The above phrase represents one of the great truths about investing that has survived every type of market; both bulls and bears. Today, I want to look at this investing truth from a slightly different angle. Yes, we will still buy low and sell high, but we are going to talk about something other than price.
Price is relative. How do we determine “high” or “low?” High for me might be $10.00. For you it might be $100.00. A high or low price is a very personal observation and is a very accurate observation for any given individual. Our personal observations are what create the market. If we all thought that stock “A” was high, there would be no buyers. The markets would come to a grinding halt. So if determining whether a particular price is high or low is difficult, if not down right impossible, what attribute can we measure to help us make our investing decisions?
The lowly Price/Earning Ratio seems to fit the bill. I just finished reading two different articles written by two people in different countries that come to the same conclusion regarding P/E ratios. Both authors, by doing extensive research, have determined that the opportunity to make a decent return on your investment increases dramatically when the P/E ratio is below historic averages.
When looking at individual stock issues there are, I believe, a few more criteria to research. For example, debt to equity ratio, price to book ratio, price to cash flow, and price to sales ratio. These additional items will help you to weed out the dogs.
I prefer to use the P/E ratio of the overall market as a gauge of how high the market is and as the authors above noted, most of their research involved looking at the market as a whole and then comparing market returns over a period of years. The research is astounding. If you invest in stocks when the market P/E ratio is 10 or below, you will probably enjoy double-digit returns on your investments over the next 10-20 years. However, if the market P/E is 19 or above, chances are your investments will go nowhere or even down over the next 10-20 years. Now, in 1982, which is considered to be the end of the last secular bear market, the average P/E ratio for the S&P 500 was less than 10. From 1982 through 2000, earnings increased by 120% and the market increased by six times. (On an inflation-adjusted basis.)

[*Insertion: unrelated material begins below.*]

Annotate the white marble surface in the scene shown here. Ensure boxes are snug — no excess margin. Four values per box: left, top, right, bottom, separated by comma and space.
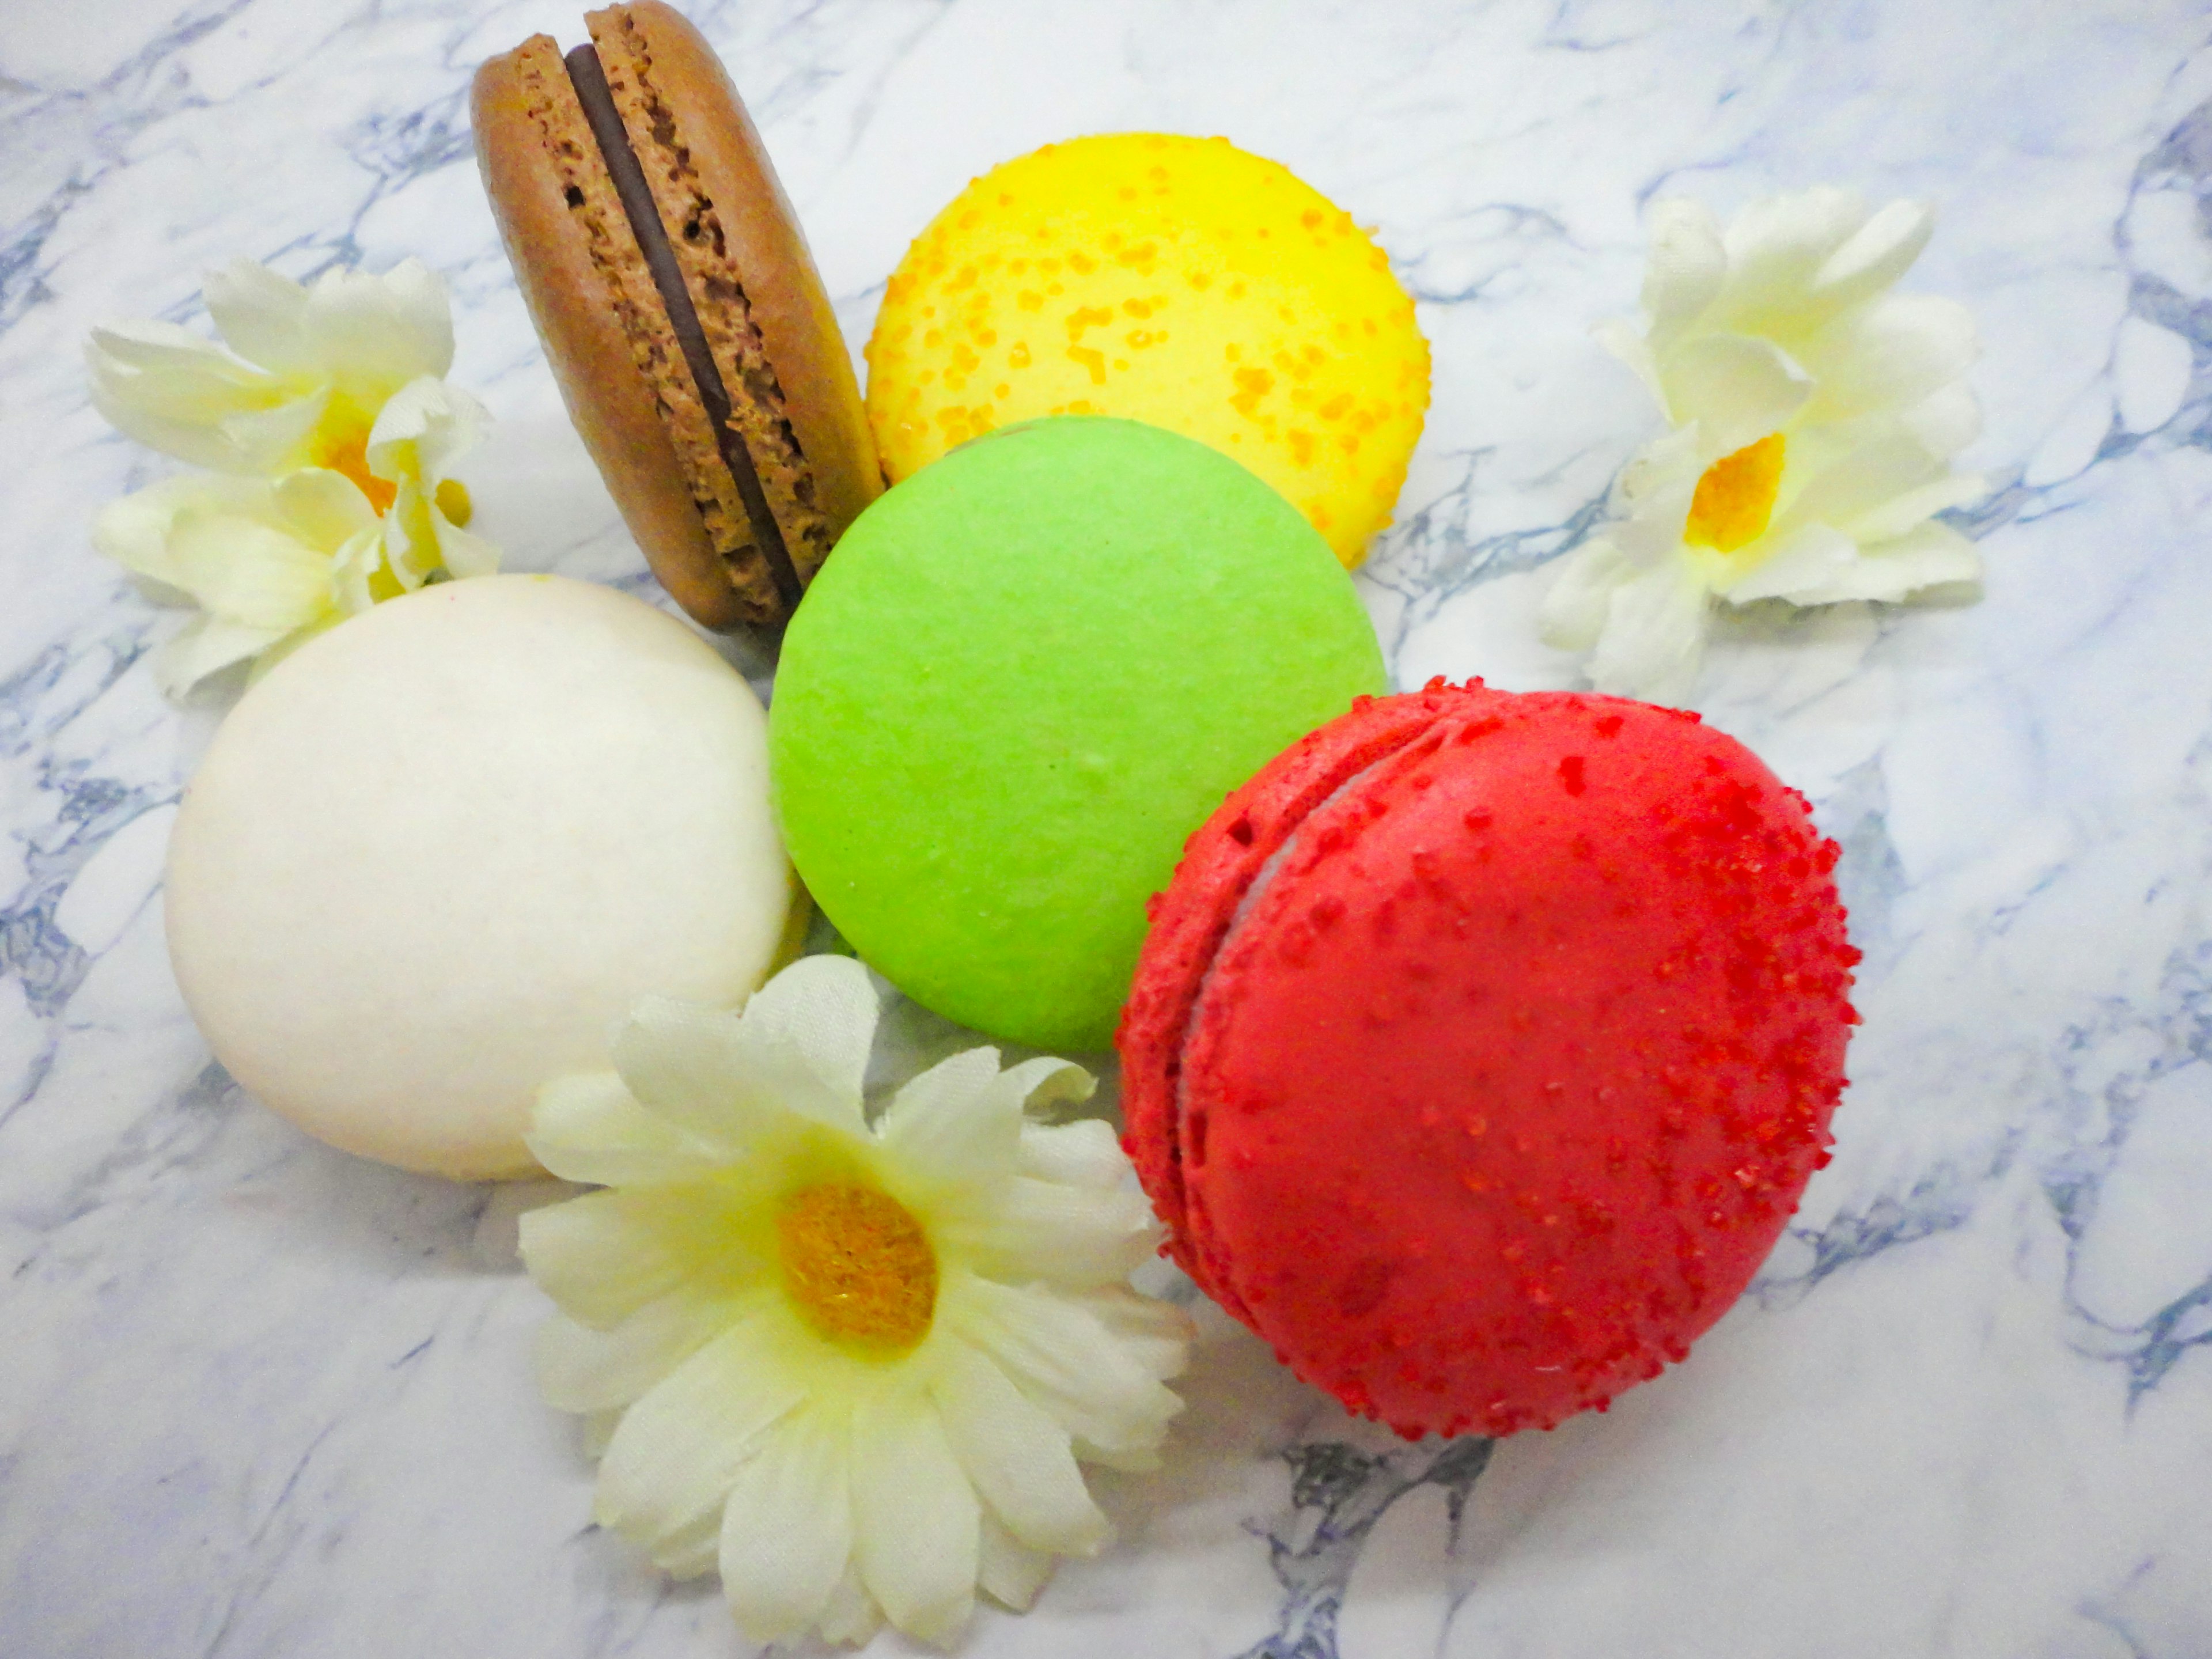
6, 1, 2212, 1654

Where are we at today? Well, depending on whose market P/E numbers you use, the S&P 500 P/E ratio is north of 20 as we speak. That would indicate that we are in for several years of below average market returns. (This could explain why Warren Buffet is holding a lot of cash right now.)
I hope you are not counting on 10-20% returns over the next 10 years to pad your retirement nest egg because it looks like those types of returns are history for the foreseeable future. If you would like more information about market P/E ratios and secular bear markets, grab a copy of Unexpected Returns by Ed Easterling. It is a fascinating book that will open your eyes.